Immunohistochemical analysis

Collagen and S-100 antigen(16) expression was assessed on serial sections of snap-frozen spheroids and monolayer slides using the avidin biotin complex (ABC) method (DAKO, Hamburg, Germany). As primary antibodies, polyclonal rabbit antisera recognizing human types I and II collagen (1:30 and 1:15; Novo Castra, Newcastle upon Tyne, UK) and S-100 protein (1:100, DAKO) were used. To avoid nonspecific binding of the antibodies, slides were first incubated with tris(hydroxymethyl)aminomethane (TRIS) buffer containing 5% normal porcine serum and 0.1% bovine serum albumin (BSA) at RT for 30 minutes. Incubation with primary antisera followed at 4°C in a humidified chamber for 12 h. After three washes in TRIS, bound primary antibody was detected using the DAKO ESAB + System AP, with fuchsin as the substrate for alkaline phosphatase (DAKO). Cell nuclei were counterstained with hematoxylin.

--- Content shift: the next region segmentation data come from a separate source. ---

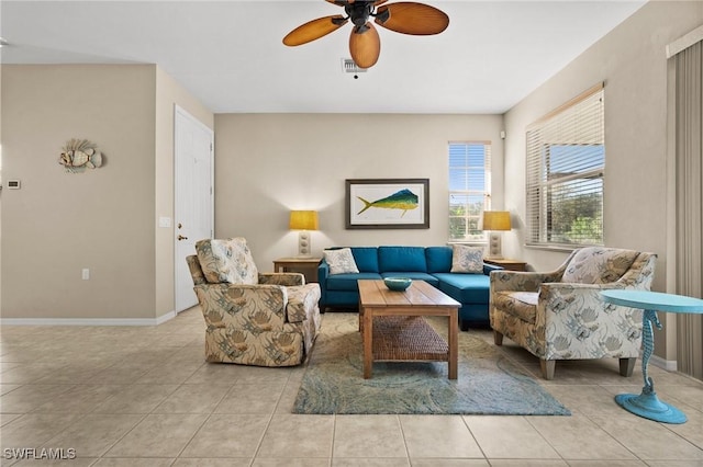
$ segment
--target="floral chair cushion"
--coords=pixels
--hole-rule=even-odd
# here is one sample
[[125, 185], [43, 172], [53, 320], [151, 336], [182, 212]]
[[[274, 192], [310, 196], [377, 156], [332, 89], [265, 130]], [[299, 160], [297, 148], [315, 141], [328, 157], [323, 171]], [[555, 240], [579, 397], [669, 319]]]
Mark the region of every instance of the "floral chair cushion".
[[616, 248], [582, 248], [569, 262], [561, 282], [610, 284], [629, 270], [638, 254], [637, 251]]
[[258, 270], [244, 238], [207, 239], [196, 243], [202, 272], [211, 284], [255, 285]]

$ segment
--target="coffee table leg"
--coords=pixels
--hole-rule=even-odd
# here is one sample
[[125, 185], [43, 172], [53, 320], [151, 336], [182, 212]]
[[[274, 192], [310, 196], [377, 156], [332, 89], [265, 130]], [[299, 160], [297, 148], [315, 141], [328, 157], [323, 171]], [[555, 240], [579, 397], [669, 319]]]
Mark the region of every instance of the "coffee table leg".
[[449, 345], [449, 379], [457, 379], [458, 377], [458, 360], [459, 360], [459, 350], [458, 350], [458, 317], [457, 314], [449, 314], [449, 335], [448, 342]]
[[364, 379], [371, 377], [373, 367], [373, 312], [364, 310]]

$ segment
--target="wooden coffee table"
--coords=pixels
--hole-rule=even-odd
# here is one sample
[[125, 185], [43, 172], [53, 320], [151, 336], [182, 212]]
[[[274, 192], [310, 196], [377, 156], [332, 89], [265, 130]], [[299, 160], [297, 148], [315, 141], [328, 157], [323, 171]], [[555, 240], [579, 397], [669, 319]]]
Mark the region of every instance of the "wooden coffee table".
[[[375, 361], [447, 362], [449, 379], [457, 379], [458, 310], [461, 304], [424, 281], [404, 292], [390, 291], [383, 281], [360, 280], [359, 330], [364, 338], [364, 378]], [[423, 317], [446, 316], [445, 341]], [[373, 321], [375, 317], [384, 317]]]

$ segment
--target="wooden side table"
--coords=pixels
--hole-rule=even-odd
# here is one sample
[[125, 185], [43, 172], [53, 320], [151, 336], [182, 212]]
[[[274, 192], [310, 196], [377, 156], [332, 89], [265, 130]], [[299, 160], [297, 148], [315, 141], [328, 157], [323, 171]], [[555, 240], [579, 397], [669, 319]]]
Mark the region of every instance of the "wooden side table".
[[274, 260], [274, 272], [297, 272], [305, 276], [305, 283], [317, 282], [317, 265], [322, 258], [279, 258]]
[[506, 258], [491, 259], [483, 258], [483, 262], [494, 266], [501, 266], [509, 271], [527, 271], [527, 263], [518, 260], [509, 260]]

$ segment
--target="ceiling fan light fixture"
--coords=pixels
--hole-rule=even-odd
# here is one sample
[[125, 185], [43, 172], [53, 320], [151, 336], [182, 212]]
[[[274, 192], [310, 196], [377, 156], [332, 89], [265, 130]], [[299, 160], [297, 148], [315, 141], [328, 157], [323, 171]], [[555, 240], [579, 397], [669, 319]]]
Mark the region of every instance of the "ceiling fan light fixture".
[[368, 71], [368, 68], [361, 68], [354, 62], [352, 58], [343, 58], [342, 59], [342, 71], [345, 73], [365, 73]]

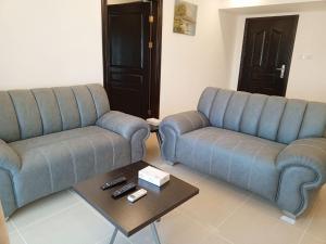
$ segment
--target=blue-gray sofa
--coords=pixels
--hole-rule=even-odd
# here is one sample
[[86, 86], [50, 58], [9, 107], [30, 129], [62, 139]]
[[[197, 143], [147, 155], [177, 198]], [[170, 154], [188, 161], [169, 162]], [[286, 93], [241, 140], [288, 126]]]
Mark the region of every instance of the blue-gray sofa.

Control procedures paralleled each step. TRIS was applied to the sections instead of the primary antibodies as a control for the secondary antibody. Articular cartilage-bone sections were used as respective controls for the specificity of the primary antibodies against collagen type I and II. For the S-100 antiserum, a neuroblastoma cell line (SK-N-SH; American Type Culture Collection, Rockville, MD, USA) and fibroblasts were used as positive and negative controls, respectively.

RESULTS

Spheroid formation

For in vitro engineering of three-dimensional hyaline cartilage tissue, we investigated the differentiation of human chondrocytes in aggregate culture. After seeding chondrocytes in hydrogel-coated wells, cells aggregated to form a disc measuring 900-1200 μm in diameter after 1 day. During the next 2 weeks, discs rounded and became more compact, with diameters ranging from 350 to 500 μm (Figs. 1A and 1B). Coalescence of several spheroids was initiated by an active migration of surface cells of adjacent aggregates (Fig. 1B). Through 8 days, remodeling of the aggregates resulted in a more homogenous spherical structure, and gaps between aggregates were filled (Fig. 1C). Separate from the ability to merge, aggregates also migrated and contacted tissue culture flasks or glass slides (Fig. 1D).

Figure FIG. 1.

Chondrocyte aggregates cultured in autologous serum after different times. (A) Ball-shaped aggregate after 4 days. (B) Merge of three 16-day-old aggregates after 2 days: cells stretching from one aggregate to another (arrow). (C) Merged aggregates from B, 8 days later: former gap is filled with cells (arrow). (D) Cell emigration from aggregate to an artificial surface after 2 days. (A-C) Live cell aggregates and (D) immunohistochemistry of collagen type I.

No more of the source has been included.